I primi risultati del voto tedesco confermano le indicazione dei sondaggi. Troppo vicini i due partiti principali per dire subito come sarà la nuova legislatura.
I tedeschi hanno votato in modo da poterci far dire che la Germania, politicamente parlando, appare davvero “italianizzata”. Il quadro politico è oggi incerto. I numeri, dopo il tracollo di circa il 10% registrato dai democristiani tedeschi e dai cristiano sociali bavaresi, dicono che le ipotesi più probabili sono due: ripetizione del governo dei dc con i socialdemocratici, oppure un esecutivo più chiaramente di sinistra composto dal partito di Scholz, dai verdi e dalla Linke, l’estrema sinistra nata da una scissione socialista avvenuta nel 2007. Nel primo caso, si tratterebbe di una riequilibrata conferma dell’esperienza Merkel, nel secondo di una netta sterzata a sinistra.
L’atteggiamento tenuto da Scholz, presentatosi come “un Merkel” più socialmente aperto, non può fare escludere nessuna delle due ipotesi più probabili, visto un qualche suo accenno alla possibilità di un’intesa con la Linke a condizione che ci si renda conto che la Germania ha tutto l’interesse a coltivare il progetto europeo.

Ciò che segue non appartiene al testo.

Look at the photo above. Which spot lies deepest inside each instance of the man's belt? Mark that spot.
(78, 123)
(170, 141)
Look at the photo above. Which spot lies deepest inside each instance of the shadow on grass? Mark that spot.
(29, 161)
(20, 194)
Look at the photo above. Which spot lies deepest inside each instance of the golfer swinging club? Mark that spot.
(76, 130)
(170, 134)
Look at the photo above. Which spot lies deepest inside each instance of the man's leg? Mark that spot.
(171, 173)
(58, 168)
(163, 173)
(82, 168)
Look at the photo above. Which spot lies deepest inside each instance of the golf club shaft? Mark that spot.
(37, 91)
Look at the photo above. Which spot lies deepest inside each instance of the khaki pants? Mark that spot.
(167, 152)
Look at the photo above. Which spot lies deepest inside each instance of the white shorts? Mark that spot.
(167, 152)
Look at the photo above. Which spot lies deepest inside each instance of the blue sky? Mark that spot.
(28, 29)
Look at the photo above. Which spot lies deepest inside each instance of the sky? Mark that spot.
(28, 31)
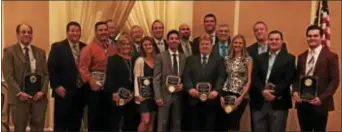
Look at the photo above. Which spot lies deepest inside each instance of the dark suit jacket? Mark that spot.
(282, 75)
(166, 46)
(62, 68)
(193, 73)
(327, 70)
(14, 66)
(195, 46)
(253, 49)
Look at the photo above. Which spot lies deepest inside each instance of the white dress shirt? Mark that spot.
(312, 52)
(177, 58)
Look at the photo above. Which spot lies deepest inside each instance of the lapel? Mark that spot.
(19, 53)
(277, 62)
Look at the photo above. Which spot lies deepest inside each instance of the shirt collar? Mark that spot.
(316, 50)
(23, 46)
(171, 53)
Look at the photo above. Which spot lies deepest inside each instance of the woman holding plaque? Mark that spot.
(143, 90)
(119, 87)
(239, 70)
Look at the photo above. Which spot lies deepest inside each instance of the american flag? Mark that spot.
(323, 20)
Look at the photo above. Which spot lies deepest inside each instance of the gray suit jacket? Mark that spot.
(14, 67)
(163, 68)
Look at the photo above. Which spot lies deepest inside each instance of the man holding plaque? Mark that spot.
(25, 72)
(203, 75)
(316, 82)
(167, 73)
(65, 80)
(273, 75)
(92, 67)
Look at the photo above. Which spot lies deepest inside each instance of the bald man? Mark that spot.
(25, 72)
(185, 43)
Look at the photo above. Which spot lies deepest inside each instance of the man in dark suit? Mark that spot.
(65, 80)
(136, 35)
(275, 68)
(260, 33)
(209, 23)
(27, 97)
(159, 43)
(222, 46)
(169, 62)
(185, 45)
(206, 67)
(320, 62)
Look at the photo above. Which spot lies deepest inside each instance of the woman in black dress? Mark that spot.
(144, 68)
(119, 74)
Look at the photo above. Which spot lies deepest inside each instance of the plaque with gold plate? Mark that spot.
(171, 82)
(99, 78)
(33, 83)
(203, 89)
(125, 96)
(308, 87)
(145, 87)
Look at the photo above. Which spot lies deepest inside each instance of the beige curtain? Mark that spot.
(172, 13)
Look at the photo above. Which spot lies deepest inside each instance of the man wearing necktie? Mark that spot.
(270, 105)
(318, 61)
(136, 35)
(206, 67)
(27, 98)
(209, 24)
(65, 80)
(159, 44)
(222, 47)
(170, 62)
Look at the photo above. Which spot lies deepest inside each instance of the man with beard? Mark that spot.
(136, 35)
(222, 47)
(65, 81)
(113, 31)
(92, 66)
(209, 23)
(185, 43)
(159, 43)
(169, 64)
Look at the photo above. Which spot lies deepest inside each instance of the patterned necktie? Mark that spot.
(175, 64)
(27, 57)
(311, 65)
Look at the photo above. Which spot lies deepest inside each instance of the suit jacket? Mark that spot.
(327, 71)
(214, 73)
(195, 46)
(166, 46)
(163, 68)
(282, 75)
(62, 68)
(15, 66)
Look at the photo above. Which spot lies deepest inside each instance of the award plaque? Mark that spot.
(125, 96)
(33, 83)
(171, 83)
(99, 77)
(308, 87)
(203, 89)
(145, 87)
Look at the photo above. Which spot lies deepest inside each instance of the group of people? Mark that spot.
(142, 83)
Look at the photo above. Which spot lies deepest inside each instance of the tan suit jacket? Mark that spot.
(14, 67)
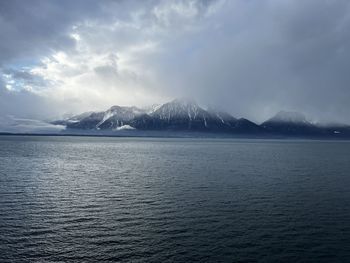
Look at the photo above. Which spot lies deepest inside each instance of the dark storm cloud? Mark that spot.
(251, 58)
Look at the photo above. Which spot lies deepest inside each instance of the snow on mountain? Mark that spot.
(179, 108)
(116, 116)
(289, 117)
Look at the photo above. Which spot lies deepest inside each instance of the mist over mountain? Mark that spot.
(250, 58)
(187, 115)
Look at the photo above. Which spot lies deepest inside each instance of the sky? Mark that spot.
(251, 58)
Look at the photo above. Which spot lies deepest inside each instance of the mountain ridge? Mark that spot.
(187, 115)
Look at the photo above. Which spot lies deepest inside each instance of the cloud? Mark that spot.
(251, 58)
(16, 125)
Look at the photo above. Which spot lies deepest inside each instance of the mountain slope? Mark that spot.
(290, 123)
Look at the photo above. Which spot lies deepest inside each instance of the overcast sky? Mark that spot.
(251, 58)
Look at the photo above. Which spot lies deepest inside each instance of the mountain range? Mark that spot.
(187, 115)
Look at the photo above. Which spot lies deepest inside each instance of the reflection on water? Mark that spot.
(86, 199)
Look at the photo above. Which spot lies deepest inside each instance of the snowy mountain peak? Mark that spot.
(179, 108)
(290, 117)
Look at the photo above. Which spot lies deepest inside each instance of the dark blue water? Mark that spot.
(71, 199)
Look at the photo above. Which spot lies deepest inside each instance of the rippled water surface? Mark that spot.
(71, 199)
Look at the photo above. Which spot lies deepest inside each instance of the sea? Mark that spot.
(109, 199)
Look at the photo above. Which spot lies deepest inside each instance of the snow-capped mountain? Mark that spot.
(289, 117)
(187, 115)
(113, 118)
(290, 123)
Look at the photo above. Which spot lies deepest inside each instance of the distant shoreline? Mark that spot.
(155, 134)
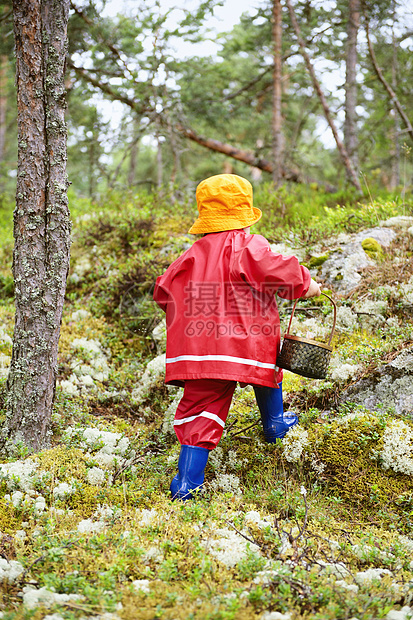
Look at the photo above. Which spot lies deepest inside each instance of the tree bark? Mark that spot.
(277, 136)
(4, 61)
(350, 123)
(41, 219)
(393, 97)
(340, 146)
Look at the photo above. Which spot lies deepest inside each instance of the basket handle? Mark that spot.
(334, 317)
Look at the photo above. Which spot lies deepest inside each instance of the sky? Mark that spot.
(225, 17)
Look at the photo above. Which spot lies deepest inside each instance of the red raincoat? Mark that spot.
(221, 314)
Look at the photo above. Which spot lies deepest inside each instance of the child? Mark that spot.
(223, 324)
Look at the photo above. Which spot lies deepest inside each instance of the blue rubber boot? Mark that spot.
(275, 422)
(191, 466)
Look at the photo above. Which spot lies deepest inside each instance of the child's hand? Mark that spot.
(313, 290)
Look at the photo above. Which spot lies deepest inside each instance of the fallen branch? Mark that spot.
(316, 84)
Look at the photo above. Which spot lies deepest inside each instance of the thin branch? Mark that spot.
(316, 84)
(393, 97)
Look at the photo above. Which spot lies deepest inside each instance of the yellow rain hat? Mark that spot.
(224, 203)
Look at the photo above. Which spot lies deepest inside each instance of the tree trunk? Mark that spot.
(248, 158)
(277, 136)
(340, 146)
(395, 152)
(350, 124)
(41, 219)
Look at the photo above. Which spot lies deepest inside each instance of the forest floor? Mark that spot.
(317, 526)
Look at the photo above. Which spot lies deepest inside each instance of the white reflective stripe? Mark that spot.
(218, 358)
(203, 414)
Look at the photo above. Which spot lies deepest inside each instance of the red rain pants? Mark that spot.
(202, 412)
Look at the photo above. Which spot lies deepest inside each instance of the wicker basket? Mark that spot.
(305, 357)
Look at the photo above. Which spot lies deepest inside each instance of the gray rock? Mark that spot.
(390, 386)
(400, 221)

Ma è probabile che l’italianizzazione della politica germanica sia destinata a restare solamente un’iperbolica battuta giornalistica. Intanto, perché la principale democrazia europea, che corrisponde al paese più popolato e al più economicamente ricco e potente d’Europa, non si può permettere di lasciare a lungo neppure un’alea di incertezza. Poi, perché abbiamo a che fare con la nazione che più degli altri ha vissuto la Große Koalition, il Governo delle larghe intese. I tedeschi conobbero per la prima volta questa formula già nel lontano 1966, con democristiani e socialisti uniti nel sostegno al dc Kisienger e l’hanno ripetuta ancora due volte con la Cancelleria Angela Merkel: con i liberali e, poi, con i socialdemocratici nella legislatura che si è appena conclusa.
L’equilibrio davvero sostenibile finirà per essere trovato con l’avvio della trattativa sulla base delle proposte programmatiche che, forse, in Germania valgono un po’ di più di quanto non accada dalle parti nostre.
Un dato davvero certo viene, in ogni caso, dall’estrema destra che ha superato sì il 10%, ma ha perso due punti di percentuale rispetto al 2017 ed è finita proprio per non contare molto.